Zum Abschied wollte Jochen Sauer am Dienstagmorgen noch mal den Sonnenaufgang auf dem Dach der Pforzheimer Schlössle-Galerie genießen.
„Meine Mitarbeiter dürfen mir dann nicht in die Augen gucken, denn da sind schon einige Tränen dabei“, sagt der scheidende Center-Manager. Die Schlössle-Galerie ist ihm ans Herz gewachsen, schließlich war Sauer mit kurzer Unterbrechung knapp zehn Jahre für das Einkaufscenter organisatorisch verantwortlich. „Es war auch mein Schlössle.“
Der Abschied fällt ihm schwer. Wobei der 33-Jährige seinem Nachfolger ein gut bestelltes Haus hinterlässt, das seine Handschrift trägt. Im Ranking von bundesweit 400 Einkaufscentern liegt die Schlössle-Galerie seit Jahren unter den 50 führenden Häusern, was die Wertschätzung unter den Mietern angeht. „Fast schon familiär“ könne man die Beziehung untereinander bezeichnen, so Sauer im Gespräch mit der PZ. Auch die Kunden gehen gerne ins Schlössle. Er selbst habe nicht nur das Einkaufscenter, sondern die ganze Goldstadt liebgewonnen, betont der gebürtige Mannheimer. „Ich habe hier sympathische Geschäftspartner und Freunde gefunden.“ Mit 33 Jahren sucht er eine neue Herausforderung, die ihn im Februar nach Frankfurt führen wird. „Es geht um die Neu-Positionierung von Shopping-Centern“, verrät Sauer, wo er für Projekte eines internationalen Finanzkonzerns zuständig sein wird.
Als er im Sommer 2007 als Junior-Manager nach Pforzheim kommt – ist er gerade 24. „Mein Alter hat mir vieles erleichtert.“ Seine aufgeschlossene Art kommt in der Schlössle-Galerie gut an, die ursprünglich für ein ganz junges Publikum konzipiert ist – und deshalb auch Anlaufschwierigkeiten hat.
Seit der Umgestaltung im Jahr 2011 läuft es rund.
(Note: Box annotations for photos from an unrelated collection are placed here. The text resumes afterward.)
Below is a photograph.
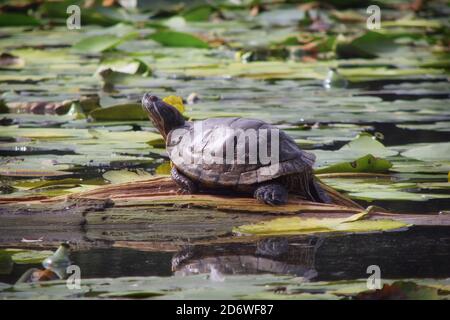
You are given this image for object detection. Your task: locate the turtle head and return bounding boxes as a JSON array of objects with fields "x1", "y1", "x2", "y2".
[{"x1": 142, "y1": 93, "x2": 185, "y2": 139}]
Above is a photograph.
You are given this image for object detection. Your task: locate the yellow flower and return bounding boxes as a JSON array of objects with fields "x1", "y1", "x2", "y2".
[{"x1": 163, "y1": 96, "x2": 184, "y2": 113}]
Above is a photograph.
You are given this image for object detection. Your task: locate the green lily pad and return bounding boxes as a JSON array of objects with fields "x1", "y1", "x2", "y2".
[
  {"x1": 402, "y1": 142, "x2": 450, "y2": 161},
  {"x1": 89, "y1": 103, "x2": 148, "y2": 121},
  {"x1": 148, "y1": 31, "x2": 209, "y2": 49},
  {"x1": 315, "y1": 154, "x2": 392, "y2": 174}
]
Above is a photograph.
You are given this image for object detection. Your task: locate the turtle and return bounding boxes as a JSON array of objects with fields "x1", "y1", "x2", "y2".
[{"x1": 142, "y1": 93, "x2": 354, "y2": 205}]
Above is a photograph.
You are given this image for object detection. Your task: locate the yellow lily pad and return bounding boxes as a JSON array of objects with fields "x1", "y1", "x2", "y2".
[{"x1": 233, "y1": 211, "x2": 409, "y2": 236}]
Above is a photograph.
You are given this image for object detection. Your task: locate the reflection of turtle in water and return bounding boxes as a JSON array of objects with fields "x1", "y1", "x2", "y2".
[
  {"x1": 172, "y1": 238, "x2": 321, "y2": 279},
  {"x1": 142, "y1": 94, "x2": 354, "y2": 205},
  {"x1": 17, "y1": 243, "x2": 70, "y2": 283}
]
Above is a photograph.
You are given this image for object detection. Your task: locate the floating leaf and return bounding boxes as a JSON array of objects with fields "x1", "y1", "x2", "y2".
[
  {"x1": 402, "y1": 142, "x2": 450, "y2": 161},
  {"x1": 0, "y1": 249, "x2": 53, "y2": 264},
  {"x1": 233, "y1": 214, "x2": 408, "y2": 236},
  {"x1": 336, "y1": 31, "x2": 398, "y2": 58},
  {"x1": 149, "y1": 31, "x2": 209, "y2": 48},
  {"x1": 89, "y1": 103, "x2": 148, "y2": 121},
  {"x1": 73, "y1": 35, "x2": 123, "y2": 53},
  {"x1": 183, "y1": 5, "x2": 213, "y2": 21},
  {"x1": 103, "y1": 170, "x2": 153, "y2": 183},
  {"x1": 315, "y1": 154, "x2": 392, "y2": 174},
  {"x1": 0, "y1": 13, "x2": 41, "y2": 27},
  {"x1": 339, "y1": 133, "x2": 397, "y2": 157}
]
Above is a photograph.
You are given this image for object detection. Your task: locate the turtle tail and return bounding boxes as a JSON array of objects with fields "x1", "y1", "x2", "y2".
[{"x1": 309, "y1": 177, "x2": 363, "y2": 209}]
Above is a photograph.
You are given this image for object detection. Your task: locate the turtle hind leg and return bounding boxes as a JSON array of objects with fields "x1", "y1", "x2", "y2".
[
  {"x1": 309, "y1": 178, "x2": 333, "y2": 203},
  {"x1": 253, "y1": 183, "x2": 288, "y2": 205},
  {"x1": 170, "y1": 167, "x2": 198, "y2": 194}
]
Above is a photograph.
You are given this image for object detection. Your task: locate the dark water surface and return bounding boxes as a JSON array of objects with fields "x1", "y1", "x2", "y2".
[{"x1": 0, "y1": 227, "x2": 450, "y2": 283}]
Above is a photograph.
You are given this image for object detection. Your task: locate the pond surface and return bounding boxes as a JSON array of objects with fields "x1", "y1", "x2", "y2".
[{"x1": 0, "y1": 1, "x2": 450, "y2": 298}]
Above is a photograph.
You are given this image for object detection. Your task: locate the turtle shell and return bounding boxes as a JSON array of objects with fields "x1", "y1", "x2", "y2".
[{"x1": 166, "y1": 118, "x2": 315, "y2": 187}]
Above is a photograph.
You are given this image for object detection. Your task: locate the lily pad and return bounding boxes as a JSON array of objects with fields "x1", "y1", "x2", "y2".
[
  {"x1": 233, "y1": 209, "x2": 408, "y2": 236},
  {"x1": 148, "y1": 31, "x2": 209, "y2": 49}
]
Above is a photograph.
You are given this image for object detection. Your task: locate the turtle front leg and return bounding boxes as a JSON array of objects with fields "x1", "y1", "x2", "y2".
[
  {"x1": 253, "y1": 183, "x2": 288, "y2": 205},
  {"x1": 170, "y1": 167, "x2": 198, "y2": 194}
]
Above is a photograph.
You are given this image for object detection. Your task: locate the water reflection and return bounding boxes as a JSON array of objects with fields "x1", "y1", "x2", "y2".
[
  {"x1": 172, "y1": 238, "x2": 321, "y2": 279},
  {"x1": 4, "y1": 227, "x2": 450, "y2": 283}
]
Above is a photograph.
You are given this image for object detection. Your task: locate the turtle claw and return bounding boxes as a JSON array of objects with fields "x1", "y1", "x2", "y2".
[
  {"x1": 254, "y1": 183, "x2": 288, "y2": 206},
  {"x1": 171, "y1": 167, "x2": 197, "y2": 195}
]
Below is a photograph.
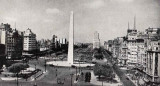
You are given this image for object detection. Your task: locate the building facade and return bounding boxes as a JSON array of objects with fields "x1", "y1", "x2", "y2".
[
  {"x1": 23, "y1": 28, "x2": 37, "y2": 53},
  {"x1": 93, "y1": 31, "x2": 100, "y2": 49}
]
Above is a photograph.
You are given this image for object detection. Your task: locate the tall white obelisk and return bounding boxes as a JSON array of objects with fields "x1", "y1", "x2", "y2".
[{"x1": 68, "y1": 11, "x2": 74, "y2": 65}]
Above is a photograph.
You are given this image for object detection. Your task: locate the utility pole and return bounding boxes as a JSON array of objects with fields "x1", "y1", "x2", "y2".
[
  {"x1": 17, "y1": 72, "x2": 18, "y2": 86},
  {"x1": 71, "y1": 73, "x2": 73, "y2": 86}
]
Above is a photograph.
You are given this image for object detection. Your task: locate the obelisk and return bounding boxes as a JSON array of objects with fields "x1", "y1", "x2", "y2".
[{"x1": 68, "y1": 11, "x2": 74, "y2": 65}]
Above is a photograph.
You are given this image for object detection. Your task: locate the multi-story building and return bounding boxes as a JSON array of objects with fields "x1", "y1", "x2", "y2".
[
  {"x1": 118, "y1": 37, "x2": 128, "y2": 66},
  {"x1": 127, "y1": 28, "x2": 137, "y2": 66},
  {"x1": 93, "y1": 31, "x2": 100, "y2": 49},
  {"x1": 23, "y1": 28, "x2": 37, "y2": 53},
  {"x1": 0, "y1": 44, "x2": 6, "y2": 69},
  {"x1": 112, "y1": 38, "x2": 121, "y2": 63},
  {"x1": 146, "y1": 28, "x2": 160, "y2": 83},
  {"x1": 0, "y1": 23, "x2": 12, "y2": 44},
  {"x1": 6, "y1": 29, "x2": 23, "y2": 59}
]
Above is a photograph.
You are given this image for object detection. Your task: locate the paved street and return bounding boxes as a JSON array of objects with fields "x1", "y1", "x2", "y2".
[{"x1": 103, "y1": 50, "x2": 135, "y2": 86}]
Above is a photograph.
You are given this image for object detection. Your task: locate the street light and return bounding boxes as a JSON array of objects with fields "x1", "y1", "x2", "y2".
[
  {"x1": 34, "y1": 64, "x2": 36, "y2": 81},
  {"x1": 70, "y1": 73, "x2": 73, "y2": 86}
]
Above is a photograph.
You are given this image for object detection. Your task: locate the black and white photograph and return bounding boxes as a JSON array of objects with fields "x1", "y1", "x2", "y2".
[{"x1": 0, "y1": 0, "x2": 160, "y2": 86}]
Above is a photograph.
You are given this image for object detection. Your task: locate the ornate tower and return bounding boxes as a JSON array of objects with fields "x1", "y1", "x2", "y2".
[{"x1": 68, "y1": 11, "x2": 74, "y2": 64}]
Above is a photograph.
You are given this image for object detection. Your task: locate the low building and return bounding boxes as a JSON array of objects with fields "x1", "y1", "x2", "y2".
[{"x1": 6, "y1": 29, "x2": 23, "y2": 59}]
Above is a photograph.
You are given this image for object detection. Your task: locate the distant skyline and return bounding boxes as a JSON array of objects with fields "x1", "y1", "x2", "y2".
[{"x1": 0, "y1": 0, "x2": 160, "y2": 43}]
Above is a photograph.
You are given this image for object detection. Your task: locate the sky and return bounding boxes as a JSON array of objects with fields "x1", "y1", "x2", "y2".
[{"x1": 0, "y1": 0, "x2": 160, "y2": 43}]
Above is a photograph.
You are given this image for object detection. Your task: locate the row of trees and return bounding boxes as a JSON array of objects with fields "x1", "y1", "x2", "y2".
[
  {"x1": 93, "y1": 48, "x2": 104, "y2": 59},
  {"x1": 93, "y1": 64, "x2": 115, "y2": 80},
  {"x1": 8, "y1": 63, "x2": 29, "y2": 73}
]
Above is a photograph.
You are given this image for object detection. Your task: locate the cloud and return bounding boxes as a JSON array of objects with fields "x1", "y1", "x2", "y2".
[
  {"x1": 46, "y1": 8, "x2": 62, "y2": 14},
  {"x1": 4, "y1": 17, "x2": 17, "y2": 22},
  {"x1": 115, "y1": 0, "x2": 134, "y2": 2},
  {"x1": 43, "y1": 19, "x2": 53, "y2": 23},
  {"x1": 85, "y1": 0, "x2": 105, "y2": 8}
]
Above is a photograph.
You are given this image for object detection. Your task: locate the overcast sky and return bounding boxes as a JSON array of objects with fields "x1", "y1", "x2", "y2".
[{"x1": 0, "y1": 0, "x2": 160, "y2": 42}]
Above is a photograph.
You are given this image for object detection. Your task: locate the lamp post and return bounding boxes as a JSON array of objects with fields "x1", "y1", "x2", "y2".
[
  {"x1": 70, "y1": 73, "x2": 73, "y2": 86},
  {"x1": 34, "y1": 64, "x2": 36, "y2": 81},
  {"x1": 16, "y1": 72, "x2": 18, "y2": 86}
]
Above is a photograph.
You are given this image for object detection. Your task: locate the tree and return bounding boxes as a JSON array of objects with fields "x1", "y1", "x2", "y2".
[{"x1": 93, "y1": 64, "x2": 113, "y2": 80}]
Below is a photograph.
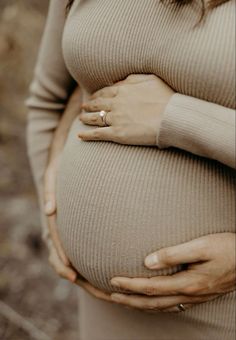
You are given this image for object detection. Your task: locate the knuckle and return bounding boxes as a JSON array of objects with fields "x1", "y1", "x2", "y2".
[
  {"x1": 93, "y1": 129, "x2": 100, "y2": 138},
  {"x1": 182, "y1": 281, "x2": 204, "y2": 295},
  {"x1": 91, "y1": 116, "x2": 97, "y2": 123},
  {"x1": 158, "y1": 249, "x2": 172, "y2": 265}
]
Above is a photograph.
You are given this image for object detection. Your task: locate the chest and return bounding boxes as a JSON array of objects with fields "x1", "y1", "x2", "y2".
[{"x1": 63, "y1": 0, "x2": 235, "y2": 107}]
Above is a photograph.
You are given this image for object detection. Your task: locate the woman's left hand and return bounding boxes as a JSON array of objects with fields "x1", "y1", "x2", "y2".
[
  {"x1": 111, "y1": 233, "x2": 236, "y2": 312},
  {"x1": 78, "y1": 74, "x2": 174, "y2": 145}
]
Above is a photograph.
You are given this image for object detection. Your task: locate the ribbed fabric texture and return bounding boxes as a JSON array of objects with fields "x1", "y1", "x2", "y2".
[{"x1": 24, "y1": 0, "x2": 236, "y2": 340}]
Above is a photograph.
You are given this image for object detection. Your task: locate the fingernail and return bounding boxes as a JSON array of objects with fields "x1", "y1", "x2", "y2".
[
  {"x1": 111, "y1": 293, "x2": 122, "y2": 302},
  {"x1": 45, "y1": 201, "x2": 53, "y2": 214},
  {"x1": 111, "y1": 279, "x2": 120, "y2": 288},
  {"x1": 145, "y1": 254, "x2": 159, "y2": 268}
]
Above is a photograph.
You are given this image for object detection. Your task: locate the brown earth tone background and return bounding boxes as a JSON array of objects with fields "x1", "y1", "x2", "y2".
[{"x1": 0, "y1": 0, "x2": 77, "y2": 340}]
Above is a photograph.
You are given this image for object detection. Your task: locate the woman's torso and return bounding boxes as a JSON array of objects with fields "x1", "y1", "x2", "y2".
[{"x1": 58, "y1": 0, "x2": 235, "y2": 290}]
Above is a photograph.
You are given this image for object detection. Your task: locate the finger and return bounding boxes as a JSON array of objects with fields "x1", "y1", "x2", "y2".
[
  {"x1": 75, "y1": 279, "x2": 111, "y2": 302},
  {"x1": 162, "y1": 303, "x2": 194, "y2": 313},
  {"x1": 44, "y1": 165, "x2": 56, "y2": 216},
  {"x1": 111, "y1": 271, "x2": 203, "y2": 296},
  {"x1": 81, "y1": 98, "x2": 112, "y2": 112},
  {"x1": 145, "y1": 237, "x2": 209, "y2": 269},
  {"x1": 78, "y1": 127, "x2": 115, "y2": 141},
  {"x1": 79, "y1": 112, "x2": 112, "y2": 126},
  {"x1": 48, "y1": 215, "x2": 70, "y2": 266},
  {"x1": 48, "y1": 244, "x2": 77, "y2": 282},
  {"x1": 90, "y1": 86, "x2": 118, "y2": 99}
]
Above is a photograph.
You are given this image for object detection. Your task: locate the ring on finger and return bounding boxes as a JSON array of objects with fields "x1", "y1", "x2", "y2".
[
  {"x1": 177, "y1": 303, "x2": 186, "y2": 312},
  {"x1": 99, "y1": 110, "x2": 109, "y2": 126}
]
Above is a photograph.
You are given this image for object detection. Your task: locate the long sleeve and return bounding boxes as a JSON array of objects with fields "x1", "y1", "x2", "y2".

Alle Flächen sind seither vermietet. Ein attraktives Veranstaltungsprogramm mit Modeschauen, Fotowettbewerben und Events sorgt für gute Frequenz. „Ich hatte stets die nötige Handlungsfreiheit.“ Jochen Sauer ist es gelungen, den Branchen-Mix auf die spezifischen Pforzheimer Anforderungen auszurichten. Stillstand geht gar nicht, ist der scheidende Center-Manager im Blick auf die fortschreitende Digitalisierung überzeugt. Da müsse man einfach dabei sein. „Es ist mehr als ein Einkaufscenter. Viele Pforzheimer identifizieren sich mit der Immobile und kommen gerne in die Schlössle-Galerie.“
Dabei halte sich der typische Pforzheimer bei der Begeisterung für seine Heimatstadt eher zurück und suche nach Kritikpunkten. „Die gibt es natürlich“, räumt der in Heidelberg wohnende Sauer ein. Das fange mit der Fußgängerzone an, die im Übrigen bei der Schlössle-Galerie beginne. Auch in diesem innerstädtischen Bereich wünscht er sich von der Stadt eine gestalterische Aufwertung und eine räumliche Begrenzung des öffentlichen Personennahverkehrs durch eine Busspur. Auch der Anlieferverkehr müsse optisch gebremst werden. Das Projekt Innenstadt-Ost sei eine riesige Chance, sagt Sauer. Nicht nur um neue Angebote für Handel und Gastronomie zu schaffen, sondern auch urbanes Flair durch attraktive Wohnquartiere und Ladenzeilen.